Google founder Sergei Brin said: "From the earliest days of Google, whenever Larry and I sought inspiration for vision and leadership, we needed to look no farther than Cupertino. Steve, your passion for excellence is felt by anyone who has ever touched an Apple product (including the Macbook I am writing this on right now)."

Facebook's Mark Zuckerberg said: "Steve, thank you for being a mentor and a friend. Thanks for showing that what you build can change the world. I will miss you."

Apple CEO Tim Cook sent the following email to staff announcing the news yesterday.

"I have some very sad news to share with all of you. Steve passed away earlier today. Apple has lost a visionary and creative genius, and the world has lost an amazing human being. Those of us who have been fortunate enough to know and work with Steve have lost a dear friend and an inspiring mentor. Steve leaves behind a company that only he could have built, and his spirit will forever be the foundation of Apple.

"We are planning a celebration of Steve's extraordinary life for Apple employees that will take place soon. If you would like to share your thoughts, memories and condolences in the interim, you can simply email

"No words can adequately express our sadness at Steve's death or our gratitude for the opportunity to work with him. We will honor his memory by dedicating ourselves to continuing the work he loved so much."


The legacy

The Seattle Post Intelligencer quotes Robert Sutton, a professor of management science at Stanford University saying that as business leaders arguably only Henry Ford, Thomas Edison and Walt Disney have reached such a level of fame before.

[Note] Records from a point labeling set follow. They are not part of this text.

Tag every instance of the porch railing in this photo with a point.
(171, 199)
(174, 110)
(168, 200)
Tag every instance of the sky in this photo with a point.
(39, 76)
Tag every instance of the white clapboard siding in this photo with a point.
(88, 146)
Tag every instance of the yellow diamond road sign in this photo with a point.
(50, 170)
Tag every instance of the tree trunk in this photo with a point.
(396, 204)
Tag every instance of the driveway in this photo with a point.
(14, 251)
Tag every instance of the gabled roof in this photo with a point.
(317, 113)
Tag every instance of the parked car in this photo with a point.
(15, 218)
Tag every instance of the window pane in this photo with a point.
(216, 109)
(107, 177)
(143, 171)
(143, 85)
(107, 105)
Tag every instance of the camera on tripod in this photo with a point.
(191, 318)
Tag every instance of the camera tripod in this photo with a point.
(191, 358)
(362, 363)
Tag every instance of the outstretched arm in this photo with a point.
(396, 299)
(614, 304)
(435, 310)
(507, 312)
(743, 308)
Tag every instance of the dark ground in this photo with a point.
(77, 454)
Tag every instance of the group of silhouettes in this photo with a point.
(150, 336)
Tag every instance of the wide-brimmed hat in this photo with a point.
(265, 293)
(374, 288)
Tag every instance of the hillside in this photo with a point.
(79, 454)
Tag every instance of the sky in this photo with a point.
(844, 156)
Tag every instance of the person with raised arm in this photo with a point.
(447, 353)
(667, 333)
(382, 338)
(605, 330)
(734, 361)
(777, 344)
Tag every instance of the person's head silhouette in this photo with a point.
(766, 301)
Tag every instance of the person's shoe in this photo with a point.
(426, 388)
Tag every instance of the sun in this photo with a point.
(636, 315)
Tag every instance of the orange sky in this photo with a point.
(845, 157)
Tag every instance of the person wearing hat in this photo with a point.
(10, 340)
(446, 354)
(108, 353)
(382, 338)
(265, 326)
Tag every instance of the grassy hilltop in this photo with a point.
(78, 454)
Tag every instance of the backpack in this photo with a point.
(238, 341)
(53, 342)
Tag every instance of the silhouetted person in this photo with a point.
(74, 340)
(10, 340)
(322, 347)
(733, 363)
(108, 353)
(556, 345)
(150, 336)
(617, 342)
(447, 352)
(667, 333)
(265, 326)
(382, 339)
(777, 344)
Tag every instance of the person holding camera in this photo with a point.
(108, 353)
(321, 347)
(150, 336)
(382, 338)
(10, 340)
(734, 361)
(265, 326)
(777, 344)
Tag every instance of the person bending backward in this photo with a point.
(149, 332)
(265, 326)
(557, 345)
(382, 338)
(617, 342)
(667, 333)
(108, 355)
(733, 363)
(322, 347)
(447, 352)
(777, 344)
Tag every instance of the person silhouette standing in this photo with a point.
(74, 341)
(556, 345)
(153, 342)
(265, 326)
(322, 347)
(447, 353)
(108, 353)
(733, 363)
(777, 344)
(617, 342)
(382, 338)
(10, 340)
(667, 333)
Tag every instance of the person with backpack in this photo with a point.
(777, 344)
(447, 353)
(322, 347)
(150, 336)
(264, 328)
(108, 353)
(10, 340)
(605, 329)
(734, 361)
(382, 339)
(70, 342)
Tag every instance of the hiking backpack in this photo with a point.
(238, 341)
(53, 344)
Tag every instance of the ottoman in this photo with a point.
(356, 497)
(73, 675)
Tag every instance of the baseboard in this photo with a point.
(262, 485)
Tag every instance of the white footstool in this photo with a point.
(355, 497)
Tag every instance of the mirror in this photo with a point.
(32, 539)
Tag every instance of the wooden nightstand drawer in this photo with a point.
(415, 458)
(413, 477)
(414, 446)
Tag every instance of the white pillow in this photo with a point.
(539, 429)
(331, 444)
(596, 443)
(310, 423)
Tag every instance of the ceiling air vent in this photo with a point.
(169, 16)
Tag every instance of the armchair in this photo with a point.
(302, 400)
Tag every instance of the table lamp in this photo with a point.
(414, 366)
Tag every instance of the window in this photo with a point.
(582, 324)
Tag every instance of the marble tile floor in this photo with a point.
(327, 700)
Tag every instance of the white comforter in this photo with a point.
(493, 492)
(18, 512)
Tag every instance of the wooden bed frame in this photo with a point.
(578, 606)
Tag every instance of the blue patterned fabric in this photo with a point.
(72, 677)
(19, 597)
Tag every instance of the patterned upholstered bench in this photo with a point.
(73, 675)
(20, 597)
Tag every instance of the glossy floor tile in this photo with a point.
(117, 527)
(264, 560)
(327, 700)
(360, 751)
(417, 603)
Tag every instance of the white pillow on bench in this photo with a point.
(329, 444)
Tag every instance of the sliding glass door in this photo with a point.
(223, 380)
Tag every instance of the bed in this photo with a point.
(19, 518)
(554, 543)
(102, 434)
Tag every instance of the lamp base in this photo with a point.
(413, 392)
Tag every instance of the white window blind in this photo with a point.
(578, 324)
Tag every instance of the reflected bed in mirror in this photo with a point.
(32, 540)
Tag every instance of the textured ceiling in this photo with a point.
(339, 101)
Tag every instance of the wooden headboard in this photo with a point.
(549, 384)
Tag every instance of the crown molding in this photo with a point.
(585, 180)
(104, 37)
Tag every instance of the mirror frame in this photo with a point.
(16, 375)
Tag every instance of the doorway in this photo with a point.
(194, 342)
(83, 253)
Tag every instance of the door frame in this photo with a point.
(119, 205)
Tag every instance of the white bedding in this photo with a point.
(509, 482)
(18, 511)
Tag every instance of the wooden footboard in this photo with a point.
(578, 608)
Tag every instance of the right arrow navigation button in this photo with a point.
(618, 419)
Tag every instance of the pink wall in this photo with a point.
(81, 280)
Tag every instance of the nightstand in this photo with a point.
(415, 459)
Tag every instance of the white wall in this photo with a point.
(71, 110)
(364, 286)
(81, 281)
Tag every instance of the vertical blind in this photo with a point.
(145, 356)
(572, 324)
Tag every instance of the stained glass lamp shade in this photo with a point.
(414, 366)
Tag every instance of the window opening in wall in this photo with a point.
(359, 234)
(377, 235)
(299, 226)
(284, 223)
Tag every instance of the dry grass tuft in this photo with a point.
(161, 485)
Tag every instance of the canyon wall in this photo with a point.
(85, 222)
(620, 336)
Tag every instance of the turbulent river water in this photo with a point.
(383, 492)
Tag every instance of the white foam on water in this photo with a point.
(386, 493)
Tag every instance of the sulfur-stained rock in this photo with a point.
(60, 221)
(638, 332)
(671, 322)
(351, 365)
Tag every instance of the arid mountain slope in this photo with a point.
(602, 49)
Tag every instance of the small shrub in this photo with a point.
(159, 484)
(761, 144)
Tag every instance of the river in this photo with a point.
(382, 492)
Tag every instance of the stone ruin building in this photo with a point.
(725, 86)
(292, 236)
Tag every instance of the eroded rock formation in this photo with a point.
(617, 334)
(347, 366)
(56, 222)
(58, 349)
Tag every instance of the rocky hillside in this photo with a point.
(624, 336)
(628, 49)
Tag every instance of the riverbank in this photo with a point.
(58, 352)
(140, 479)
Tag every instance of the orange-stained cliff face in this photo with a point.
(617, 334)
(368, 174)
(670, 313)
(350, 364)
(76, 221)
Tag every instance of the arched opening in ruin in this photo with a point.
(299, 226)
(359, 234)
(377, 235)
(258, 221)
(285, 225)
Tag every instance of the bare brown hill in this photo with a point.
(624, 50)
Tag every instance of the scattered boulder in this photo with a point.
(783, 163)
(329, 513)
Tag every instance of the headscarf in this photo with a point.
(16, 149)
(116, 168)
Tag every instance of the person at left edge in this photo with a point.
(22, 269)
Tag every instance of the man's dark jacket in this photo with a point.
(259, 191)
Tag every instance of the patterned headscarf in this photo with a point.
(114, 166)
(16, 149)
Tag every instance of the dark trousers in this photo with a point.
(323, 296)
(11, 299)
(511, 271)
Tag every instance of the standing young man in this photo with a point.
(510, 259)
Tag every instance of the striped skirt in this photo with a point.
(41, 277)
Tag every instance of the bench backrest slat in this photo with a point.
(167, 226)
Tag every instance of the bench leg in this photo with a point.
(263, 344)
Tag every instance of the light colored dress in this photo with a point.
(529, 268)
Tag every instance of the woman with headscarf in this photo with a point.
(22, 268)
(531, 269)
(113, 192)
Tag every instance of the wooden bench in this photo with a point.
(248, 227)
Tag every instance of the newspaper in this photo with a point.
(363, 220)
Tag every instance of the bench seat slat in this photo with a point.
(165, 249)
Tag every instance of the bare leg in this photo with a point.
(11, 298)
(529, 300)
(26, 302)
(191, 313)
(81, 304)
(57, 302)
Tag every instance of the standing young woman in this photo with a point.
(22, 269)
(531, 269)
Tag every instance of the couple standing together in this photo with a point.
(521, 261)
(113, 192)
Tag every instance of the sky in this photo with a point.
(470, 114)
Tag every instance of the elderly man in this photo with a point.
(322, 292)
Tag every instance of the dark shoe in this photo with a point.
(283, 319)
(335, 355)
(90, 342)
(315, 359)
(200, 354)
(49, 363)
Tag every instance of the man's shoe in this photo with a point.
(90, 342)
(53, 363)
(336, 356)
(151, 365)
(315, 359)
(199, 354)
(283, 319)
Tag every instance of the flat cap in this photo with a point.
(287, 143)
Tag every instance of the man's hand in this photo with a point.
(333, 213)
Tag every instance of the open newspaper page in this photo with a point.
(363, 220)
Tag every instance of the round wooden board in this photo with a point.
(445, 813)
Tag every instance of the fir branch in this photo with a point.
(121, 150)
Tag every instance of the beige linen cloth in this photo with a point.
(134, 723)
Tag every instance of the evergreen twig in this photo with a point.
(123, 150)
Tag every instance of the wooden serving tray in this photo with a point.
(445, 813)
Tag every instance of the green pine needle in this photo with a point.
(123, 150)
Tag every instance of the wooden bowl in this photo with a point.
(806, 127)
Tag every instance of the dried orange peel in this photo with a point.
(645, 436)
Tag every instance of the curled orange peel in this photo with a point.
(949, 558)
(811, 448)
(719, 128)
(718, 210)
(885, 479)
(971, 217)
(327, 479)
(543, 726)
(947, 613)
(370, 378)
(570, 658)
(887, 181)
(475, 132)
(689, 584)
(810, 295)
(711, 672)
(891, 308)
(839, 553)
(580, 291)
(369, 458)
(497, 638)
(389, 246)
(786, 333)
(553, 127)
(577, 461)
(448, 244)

He said:  "He reached a level in the public consciousness that's beyond that of anyone in modern times. I mean, my mother doesn't know the name of (former General Electric CEO) Jack Welch."

Sutton suggests that perhaps Henry Ford who revolutionized transportation with the Model T automobile, or to Thomas Edison, the master inventor similarly transformed the way we live. Or to Walt Disney, with his vast influence in entertainment.

Here Smart Company lists the five best innovations including the Mac, the iPod and the i-Phone but it also rates the iTunes and App Stores and the fact that Jobs also bought Pixar, the first firm to make entirely computer generated animated films.

Information Week lists ten innovations here broadening this out to include the i-Pad.

On the LA Times, Tom Petruno examines how well the share price has done.

"Apple's 927 million outstanding shares, at Wednesday's price of $378.25 each, are worth more than the combined stock value of Microsoft Corp., Hewlett-Packard Co., DirecTV, Dell Inc. and Nokia Corp.